Della vita di Dura si sa poco. I documenti sono lacunosi, negli stessi fascicoli delle procure italiane coinvolte il suo nome non compare. Nondimeno, egli ebbe un ruolo di spicco nella colonna genovese delle Br: fu l’assassino dell’operaio comunista Guido Rossa (a cui Luzzatto ha già dedicato una biografia, Giù in mezzo agli uomini, Einaudi 2019), e fu poi a sua volta ucciso dai carabinieri, diretti dal generale Carlo Alberto Dalla Chiesa che su più fronti aveva messo in atto una durissima repressione contro i terroristi. Nella notte del 28 marzo 1980, Dura e i compagni, che dormivano in un appartamento di via Fracchia a Genova, furono circondati e uccisi. Dura morì in circostanze non del tutto chiare, raggiunto da un colpo ravvicinato di pistola al cranio.

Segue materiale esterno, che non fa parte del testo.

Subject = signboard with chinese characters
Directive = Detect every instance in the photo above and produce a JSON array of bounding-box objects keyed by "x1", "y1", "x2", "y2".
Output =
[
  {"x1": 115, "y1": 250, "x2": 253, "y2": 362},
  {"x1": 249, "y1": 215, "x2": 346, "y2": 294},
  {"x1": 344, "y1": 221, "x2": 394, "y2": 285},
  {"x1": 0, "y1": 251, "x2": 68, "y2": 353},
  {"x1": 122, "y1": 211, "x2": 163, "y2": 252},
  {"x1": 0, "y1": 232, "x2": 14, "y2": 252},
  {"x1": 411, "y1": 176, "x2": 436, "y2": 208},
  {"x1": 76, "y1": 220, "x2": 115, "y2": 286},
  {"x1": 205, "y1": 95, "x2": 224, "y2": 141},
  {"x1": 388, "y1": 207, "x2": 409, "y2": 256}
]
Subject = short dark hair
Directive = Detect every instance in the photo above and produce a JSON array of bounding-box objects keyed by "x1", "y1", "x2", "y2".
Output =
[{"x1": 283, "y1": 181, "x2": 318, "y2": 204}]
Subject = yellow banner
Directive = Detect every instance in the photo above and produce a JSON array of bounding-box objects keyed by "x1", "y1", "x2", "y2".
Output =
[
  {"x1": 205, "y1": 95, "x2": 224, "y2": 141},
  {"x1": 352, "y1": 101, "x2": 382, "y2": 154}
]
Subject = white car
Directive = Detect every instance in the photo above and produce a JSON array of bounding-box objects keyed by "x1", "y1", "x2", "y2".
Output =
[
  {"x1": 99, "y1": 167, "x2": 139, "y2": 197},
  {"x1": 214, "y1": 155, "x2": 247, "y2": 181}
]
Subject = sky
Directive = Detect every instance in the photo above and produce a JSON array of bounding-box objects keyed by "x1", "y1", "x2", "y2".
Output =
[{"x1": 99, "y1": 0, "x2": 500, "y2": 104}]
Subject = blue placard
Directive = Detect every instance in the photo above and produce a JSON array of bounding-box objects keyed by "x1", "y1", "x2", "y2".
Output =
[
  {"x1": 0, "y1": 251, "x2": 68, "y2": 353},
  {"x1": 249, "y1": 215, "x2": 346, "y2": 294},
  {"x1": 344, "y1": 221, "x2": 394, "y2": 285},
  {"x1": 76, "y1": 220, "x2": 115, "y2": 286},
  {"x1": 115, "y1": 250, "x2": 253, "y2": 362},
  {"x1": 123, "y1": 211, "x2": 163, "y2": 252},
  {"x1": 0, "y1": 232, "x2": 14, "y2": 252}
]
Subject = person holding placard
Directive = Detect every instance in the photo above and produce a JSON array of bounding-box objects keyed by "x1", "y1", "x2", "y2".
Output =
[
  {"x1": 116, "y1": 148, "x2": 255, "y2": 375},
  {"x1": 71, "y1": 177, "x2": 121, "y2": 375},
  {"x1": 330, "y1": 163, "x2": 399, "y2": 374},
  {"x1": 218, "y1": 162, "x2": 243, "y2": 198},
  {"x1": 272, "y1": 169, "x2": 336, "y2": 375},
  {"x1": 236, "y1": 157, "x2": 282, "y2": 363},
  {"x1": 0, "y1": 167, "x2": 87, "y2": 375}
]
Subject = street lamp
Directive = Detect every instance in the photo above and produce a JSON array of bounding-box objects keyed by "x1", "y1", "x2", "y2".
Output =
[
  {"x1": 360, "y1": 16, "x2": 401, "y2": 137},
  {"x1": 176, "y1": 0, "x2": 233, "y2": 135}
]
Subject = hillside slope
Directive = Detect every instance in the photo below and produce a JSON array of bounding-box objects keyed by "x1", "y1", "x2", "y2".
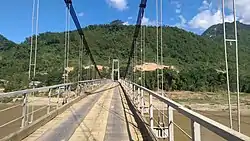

Lo sguardo dello storico indugia sulla Genova della speculazione edilizia, delle fabbriche di Stato, dei palazzi universitari della facoltà di Lettere in via Balbi, e del porto. E lì anima la vita del giovane capo, la muove dentro la Garaventa, una nave-scuola adibita a riformatorio minorile, e poi per diversi porti italiani, e infine la rintraccia di nuovo a Genova, una città schiacciata tra le morse di due grandi chiese, il Pci e l’arcivescovado del cardinale Siri. Luzzatto cala la vicenda brigatista in un brulichio di micro-eventi, talora anche insignificanti come la lunga lettera, colma di risentimento, che Dura rivolse alla madre, e che hanno spesso poco valore in sé, ma che assumono massa e vigore nel contesto generale. Anche i fatti di cronaca più noti, come ad esempio la strage di Piazza Fontana (1969), con la quale si fa iniziare la stagione del terrorismo italiano, non sono descritti o ripercorsi nel dettaglio, ma dati per noti, e letti solo alla luce della loro ricezione sul territorio genovese, del modo in cui cioè il campo degli attori in gioco si plasma e prende forma.

Forse è questa una delle chiavi del libro: seguire le piccole molecole che si diramano in modo caotico e centrifugo, e solo dopo cogliere il composto unitario, l’insieme. Verrebbe da dire la ferita, perché Dolore e furore fa luce su questo: su un gruppo di emarginati della modernizzazione, spaesati e figli di un’epoca in cui aleggiava lo spettro di un paventato golpe fascista che spinse a radicalizzare lo scontro, a rinfocolare la strategia della tensione: «Perché insistere tanto – scrive Luzzatto parafrasando le parole che gli rivolse in una lettera Rossana Rossanda, nel giugno del 2010 – (senza “alcuna prova”) sulle responsabilità dei professori, di Toni Negri o di chi per lui, nel “formare e dirigere i gruppi armati”?

Certo, le parole pronunciate in quegli anni da Negri e compagnia erano state “enfatiche e deliranti”. “Ma il passaggio dalle dichiarazioni agli atti non è cosa da poco: le parole non sono pietre”. Piuttosto, “un vero problema di storia sarebbe indagare a fondo perché in Italia, come in nessun altro paese d’Europa, l’effervescenza durò dal 1968 almeno fino al 1980, ed ebbe dopo il 1969 delle frange armate che divisero il movimento e contribuirono al suo spegnersi”. “Sono anni pieni di dolore e furore e varrebbero la pena di una analisi”». Ecco, l’opera di Luzzatto vuole essere una risposta esaustiva alle parole di Rossanda, che sollecitavano uno studio sull’animo umano e sulle cause del perdurare in Italia di un regime di terrore e violenza.